In the 1987 romantic comedy Baby Boom, hard-charging Manhattan business executive JC Wiatt (played by Diane Keaton) finds she has to off-ramp from her career when she adopts a relative's baby daughter.
She moves to a cute little house in the country, prepared to settle into the life of the stay-at-home mom. But you can’t keep a lid on that MBA-educated entrepreneurial spirit, and JC soon finds a way to turn one of her routine mom tasks—making her daughter delicious homemade applesauce—into a successful business that captures the attention of Wall Street.
So the story goes. But for some, such as Walnut Creek's Cathy Bennett, the story is no Hollywood fairy tale. Bennett hit upon an idea that was so original and practical for parents that it has captured the attention of fellow parents, and now, outside investors.
Bennett is an example of a new breed of American entrepreneurs—the mom inventors.
While their babies are napping or in between shuttling their preschoolers to play dates, these highly educated, one-time successful career women work on projects that they hope will capture the attention — and charge cards — of other moms and dads. Soon, the stay-at-home mom has her business and is bringing in extra income, or even enough income that she becomes the family breadwinner and the founder and CEO of her own company.
Bennett's original idea was to use new photo and web technology to help moms more easily start scrapbooks chronicling the lives of their kids. She has just sold her business, How Fast Time Flies, to a New York-based publishing firm.
In a Diablo magazine profile, Bennett explained that she attempted to start a scrapbook after the birth of her first child. She bought paper and stickers and sat down to create it. “But it wasn’t long before she gave up, discovering that preserving memories of motherhood takes time and energy away from simply being a mom," Diablo wrote.
Bennett was guilt-ridden for being a self-described scrapbook dropout. But this former marketing executive figured out a better way. She started working on her idea about six years ago and launched How Fast Time Flies in 2007.
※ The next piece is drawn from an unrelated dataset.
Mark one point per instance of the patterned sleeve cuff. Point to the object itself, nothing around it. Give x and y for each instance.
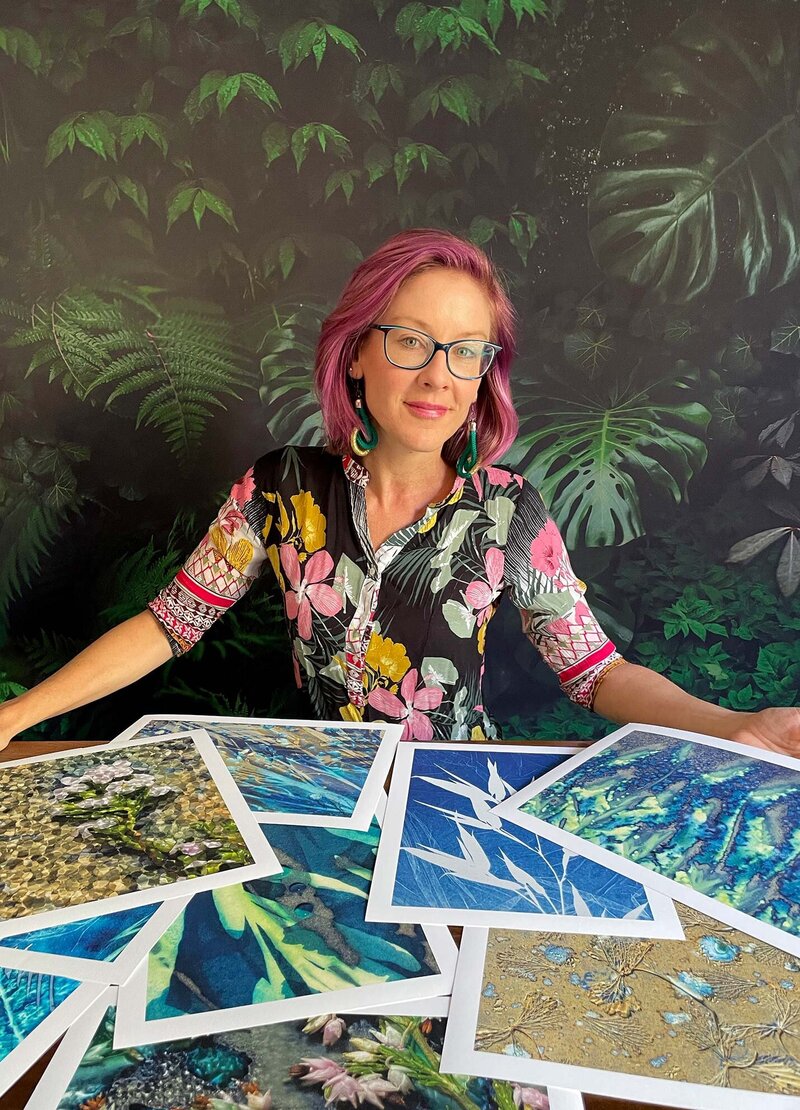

“We are a basically scrapbooking, 2.0.," Bennett said. “I founded the company shortly after that bittersweet ‘A-ha moment’ after trying to scrapbook when my son was 3 weeks old.”
How Fast Time Flies allows its 34,000 members to build individual scrapbook pages in one-tenth the time and half the cost of traditional scrapbooking, Bennett said. “Believe it or not, traditional scrapbooking is still as popular as golf, according to the Craft & Hobby Association. But there are an increasing number of frustrated defectors."
“We've become enormously popular with moms who like the idea of scrapbooking but want a more modern digital solution,” said Bennett, now the mother of Patrick, 6, and Elizabeth, 5.
Members establish a free account that allows them to go onto the web site and create 12-by-12 inch pages by dragging and dropping their digital photos into templates.
They can send a link of their pages to friends and family for free. They also can order their pages for $5.50 each, which are printed on the highest quality color cardstock and shipped to them. Members slide the pages into standard scrapbooks, which are also sold at How Fast Time Flies, starting at $32 each. One of the most attractive features of the web site, Bennett said, is the beautiful and elegant design of the page templates.
How Fast Time Flies was a near instant hit, earning features on the Today Show and in Parents and PC magazines, the San Francisco Chronicle and Diablo magazine.
Two weeks ago came the announcement that New York-based MyPublisher Inc., a pioneer in the photo book category since 1995, had purchased How Fast Time Flies.
MyPublisher has sold and shipped more than 5 million photo books since 2002. The recent growth of MyPublisher and Bennett’s How Fast Time Flies, “has been fueled by explosive growth in the use of digital cameras and the demand for high-quality digital photo products,” MyPublisher said in a press release.
“It’s an intense time for me emotionally,” Bennett said. “The business was always growing, despite the economy and (I was) always feeling like I was swimming upstream. I was part of a whole wave of mom inventors that started five or six years ago. Now to be selling what I started and moving on to the next level — that's intense.”
Bennett declined to say how much MyPublisher paid for for her company. She will continue to have a place in the company, occasionally traveling to New York but mostly designing products out of her home office in Walnut Creek. That was always the part of the business she loved best, she said. MyPublisher will take over the more mundane and time-consuming administrative, marketing and consumer-service tasks.
It's a big step, she said, after the years of the family making certain financial sacrifices, i.e. eating “peanut butter sandwiches," to support her dream.
But she said she and her husband knew that How Fast Time Flies would lead to something profitable and was worth the time and labor. Its sale validates that belief. “It’s still is a scary time," Bennett said, "but it’s also heartening to know that it can be done.”